Per the git format-patch
documentation, if you specify a single commit,1 then:
- A single commit,
since
, specifies that the commits leading to the tip of the current branch that are not in the history that leads to the since
to be output.
Thus, format-patch
tries to find "commits leading to the tip of the current branch" (HEAD
) that are neither themselves stash@{2}
nor ancestors of stash@{2}
. It's hard to say precisely which commits these will be without knowing the actual commit graph, but if the graph looks something like this:
... - o - o - * - * <-- HEAD=branch
|\
i-w <-- stash@{2}
then format-patch
would make a patch containing the two commits marked *
: they are the only ancestors of HEAD
that are not removed by starting at the w
commit and working backwards.
If the graph looks more like this:
* <-- HEAD=branch
/
... - o - o - o - o <-- anotherbranch
|\
i-w <-- stash@{2}
then once again you would get the commit marked *
(one commit this time, just to be a bit different).
(In fact, you get precisely the same commits as for stash@{2}..HEAD
, since this gitrevisions
syntax means what's in item 1 of the format-patch
documentation).
One solution is to proceed to item 2 in the format-patch
documentation:
- Generic revision range expression (see "SPECIFYING REVISIONS" section in gitrevisions(7)) means the commits in the specified range.

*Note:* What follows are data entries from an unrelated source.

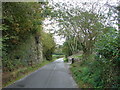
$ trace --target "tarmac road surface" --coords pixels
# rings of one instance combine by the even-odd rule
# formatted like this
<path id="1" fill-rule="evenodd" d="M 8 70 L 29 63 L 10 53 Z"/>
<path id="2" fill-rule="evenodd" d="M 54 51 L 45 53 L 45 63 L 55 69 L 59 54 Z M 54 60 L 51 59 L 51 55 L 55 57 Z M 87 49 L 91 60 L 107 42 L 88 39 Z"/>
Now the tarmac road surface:
<path id="1" fill-rule="evenodd" d="M 63 58 L 43 66 L 6 88 L 77 88 Z"/>

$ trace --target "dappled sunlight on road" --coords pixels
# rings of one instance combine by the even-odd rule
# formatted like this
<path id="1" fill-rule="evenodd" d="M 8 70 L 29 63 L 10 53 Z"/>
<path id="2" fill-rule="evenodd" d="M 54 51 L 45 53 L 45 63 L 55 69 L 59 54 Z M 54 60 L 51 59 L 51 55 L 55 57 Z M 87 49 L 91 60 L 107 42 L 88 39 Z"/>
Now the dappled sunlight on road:
<path id="1" fill-rule="evenodd" d="M 54 62 L 64 62 L 64 60 L 63 60 L 63 58 L 59 58 L 59 59 L 57 59 L 57 60 L 55 60 Z"/>

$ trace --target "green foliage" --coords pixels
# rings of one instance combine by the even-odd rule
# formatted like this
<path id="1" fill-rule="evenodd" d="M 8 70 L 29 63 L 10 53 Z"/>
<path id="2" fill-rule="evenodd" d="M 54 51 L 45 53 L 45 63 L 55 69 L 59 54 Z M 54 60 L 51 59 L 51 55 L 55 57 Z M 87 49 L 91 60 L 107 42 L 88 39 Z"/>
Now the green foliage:
<path id="1" fill-rule="evenodd" d="M 45 12 L 50 11 L 47 4 L 3 2 L 3 71 L 13 71 L 42 61 L 42 46 L 43 54 L 52 59 L 54 40 L 42 28 L 42 22 L 47 17 Z"/>
<path id="2" fill-rule="evenodd" d="M 120 51 L 119 33 L 114 28 L 105 28 L 105 32 L 95 43 L 95 52 L 87 61 L 73 64 L 71 71 L 80 87 L 119 88 Z M 84 86 L 86 85 L 86 86 Z"/>

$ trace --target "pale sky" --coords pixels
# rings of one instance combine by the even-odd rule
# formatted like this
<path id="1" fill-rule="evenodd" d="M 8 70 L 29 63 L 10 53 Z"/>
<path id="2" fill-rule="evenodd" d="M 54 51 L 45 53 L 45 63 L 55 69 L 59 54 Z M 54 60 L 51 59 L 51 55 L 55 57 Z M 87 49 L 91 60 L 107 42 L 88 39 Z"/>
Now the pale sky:
<path id="1" fill-rule="evenodd" d="M 70 2 L 71 4 L 73 4 L 73 1 L 74 1 L 74 4 L 79 4 L 79 2 L 97 2 L 98 0 L 48 0 L 50 3 L 51 1 L 54 1 L 54 2 Z M 120 0 L 99 0 L 100 3 L 102 4 L 105 4 L 106 1 L 109 2 L 110 5 L 116 5 L 118 4 L 118 2 L 120 2 Z M 49 24 L 50 21 L 48 21 L 47 19 L 44 21 L 45 24 Z M 56 24 L 52 24 L 52 25 L 48 25 L 48 26 L 44 26 L 44 29 L 47 30 L 47 29 L 58 29 L 57 25 Z M 60 44 L 62 45 L 64 42 L 65 42 L 65 39 L 64 38 L 61 38 L 60 36 L 57 36 L 57 35 L 54 35 L 54 38 L 55 38 L 55 42 L 56 44 Z"/>

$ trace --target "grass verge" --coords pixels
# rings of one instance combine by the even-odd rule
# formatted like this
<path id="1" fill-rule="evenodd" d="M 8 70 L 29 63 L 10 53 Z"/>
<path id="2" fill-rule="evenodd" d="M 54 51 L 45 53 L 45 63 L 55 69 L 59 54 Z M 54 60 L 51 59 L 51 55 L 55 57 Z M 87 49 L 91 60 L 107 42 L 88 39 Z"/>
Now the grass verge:
<path id="1" fill-rule="evenodd" d="M 53 58 L 53 60 L 51 61 L 47 61 L 47 60 L 44 60 L 42 63 L 40 64 L 37 64 L 37 65 L 34 65 L 34 66 L 29 66 L 29 67 L 25 67 L 25 68 L 21 68 L 17 71 L 13 71 L 13 72 L 9 72 L 9 77 L 7 77 L 7 82 L 6 80 L 3 81 L 3 85 L 2 87 L 6 87 L 12 83 L 14 83 L 15 81 L 29 75 L 30 73 L 34 72 L 35 70 L 41 68 L 42 66 L 46 65 L 46 64 L 49 64 L 50 62 L 53 62 L 54 60 L 56 60 L 57 58 Z"/>

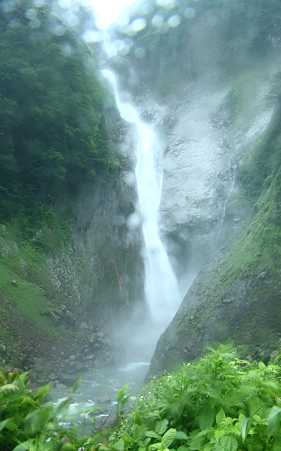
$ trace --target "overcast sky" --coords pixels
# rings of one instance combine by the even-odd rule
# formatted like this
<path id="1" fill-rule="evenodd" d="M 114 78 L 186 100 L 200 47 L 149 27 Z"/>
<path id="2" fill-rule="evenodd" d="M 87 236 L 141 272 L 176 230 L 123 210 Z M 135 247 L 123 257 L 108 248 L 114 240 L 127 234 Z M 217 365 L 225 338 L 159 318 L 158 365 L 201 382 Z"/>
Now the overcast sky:
<path id="1" fill-rule="evenodd" d="M 118 19 L 122 9 L 134 1 L 135 0 L 91 0 L 99 28 L 107 28 L 111 22 Z"/>

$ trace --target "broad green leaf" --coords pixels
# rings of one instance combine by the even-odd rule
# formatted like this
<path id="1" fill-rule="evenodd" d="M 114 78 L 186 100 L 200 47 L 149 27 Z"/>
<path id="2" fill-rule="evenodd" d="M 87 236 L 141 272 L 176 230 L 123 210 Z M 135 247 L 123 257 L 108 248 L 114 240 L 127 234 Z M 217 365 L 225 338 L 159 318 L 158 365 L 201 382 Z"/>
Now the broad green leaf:
<path id="1" fill-rule="evenodd" d="M 76 390 L 78 390 L 78 388 L 80 387 L 80 385 L 82 384 L 82 377 L 78 377 L 77 381 L 73 384 L 72 386 L 72 392 L 75 393 Z"/>
<path id="2" fill-rule="evenodd" d="M 29 449 L 32 442 L 33 440 L 27 440 L 26 442 L 20 443 L 13 449 L 13 451 L 26 451 L 27 449 Z"/>
<path id="3" fill-rule="evenodd" d="M 178 449 L 177 449 L 177 451 L 188 451 L 189 450 L 189 447 L 187 447 L 187 446 L 185 446 L 185 445 L 181 445 Z"/>
<path id="4" fill-rule="evenodd" d="M 221 422 L 222 422 L 223 420 L 225 420 L 225 413 L 224 413 L 223 408 L 221 408 L 221 409 L 219 410 L 219 412 L 217 413 L 217 415 L 216 415 L 216 423 L 217 423 L 217 426 L 220 426 L 220 424 L 221 424 Z"/>
<path id="5" fill-rule="evenodd" d="M 119 390 L 119 392 L 117 393 L 116 401 L 119 404 L 122 401 L 122 399 L 124 398 L 125 394 L 127 393 L 128 387 L 129 387 L 129 384 L 124 385 L 124 387 L 122 387 L 121 390 Z"/>
<path id="6" fill-rule="evenodd" d="M 11 420 L 11 418 L 7 418 L 6 420 L 0 421 L 0 431 L 2 431 Z"/>
<path id="7" fill-rule="evenodd" d="M 221 431 L 221 430 L 217 429 L 214 433 L 216 441 L 219 442 L 220 439 L 224 436 L 224 434 L 225 434 L 225 431 Z"/>
<path id="8" fill-rule="evenodd" d="M 207 429 L 213 425 L 215 419 L 215 411 L 214 409 L 206 404 L 199 412 L 198 422 L 201 431 Z"/>
<path id="9" fill-rule="evenodd" d="M 127 443 L 134 443 L 134 439 L 132 437 L 130 437 L 129 435 L 124 435 L 123 439 L 125 440 L 125 442 Z"/>
<path id="10" fill-rule="evenodd" d="M 138 424 L 139 426 L 142 424 L 141 416 L 138 410 L 134 411 L 134 423 Z"/>
<path id="11" fill-rule="evenodd" d="M 273 406 L 268 417 L 268 435 L 274 434 L 275 430 L 280 426 L 281 423 L 281 408 Z"/>
<path id="12" fill-rule="evenodd" d="M 64 401 L 62 401 L 56 408 L 56 415 L 61 415 L 65 413 L 68 409 L 68 406 L 71 402 L 71 398 L 67 398 Z"/>
<path id="13" fill-rule="evenodd" d="M 114 443 L 111 448 L 116 449 L 116 451 L 124 451 L 124 441 L 120 440 L 120 442 Z"/>
<path id="14" fill-rule="evenodd" d="M 153 443 L 152 445 L 149 445 L 148 449 L 162 449 L 162 443 Z"/>
<path id="15" fill-rule="evenodd" d="M 50 420 L 50 408 L 35 410 L 26 416 L 26 420 L 28 421 L 27 427 L 32 434 L 40 431 Z"/>
<path id="16" fill-rule="evenodd" d="M 245 438 L 247 437 L 249 430 L 251 429 L 252 420 L 251 418 L 242 418 L 241 420 L 241 435 L 243 442 L 245 441 Z"/>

Here you need only specify the commits from "just before the w
commit in the stash-bag" to "the w
commit itself", which is simply stash@{2}^..stash@{2}
:
git format-patch [additional options like --stdout here] stash@{2}^..stash@{2}
Since this is a single commit, the only difference between this and just using git show
(as John Zwinck suggested) is the precise formatting of the patch (format-patch
makes mailbox style patches by default).
Alternatively, you can always turn a stash into a "real branch" using git stash branch
. This turns the index commit i
of the stash into a real commit if needed, and restores the work directory state (and the untracked or all-files state as well, if one of those was included in the stash) after creating a new branch starting at the parent commit, i.e., the one the stash-bag is attached to. Commit the resulting work-tree and you have an ordinary branch, which you can manipulate with all the ordinary branch operations (including format-patch
).
1See some of my other descriptions about git "stash bags" to see that a stash is a small clump of commits, but note that the name stash@{2}
identifies a single commit, specifically the work-tree commit in the "stash bag".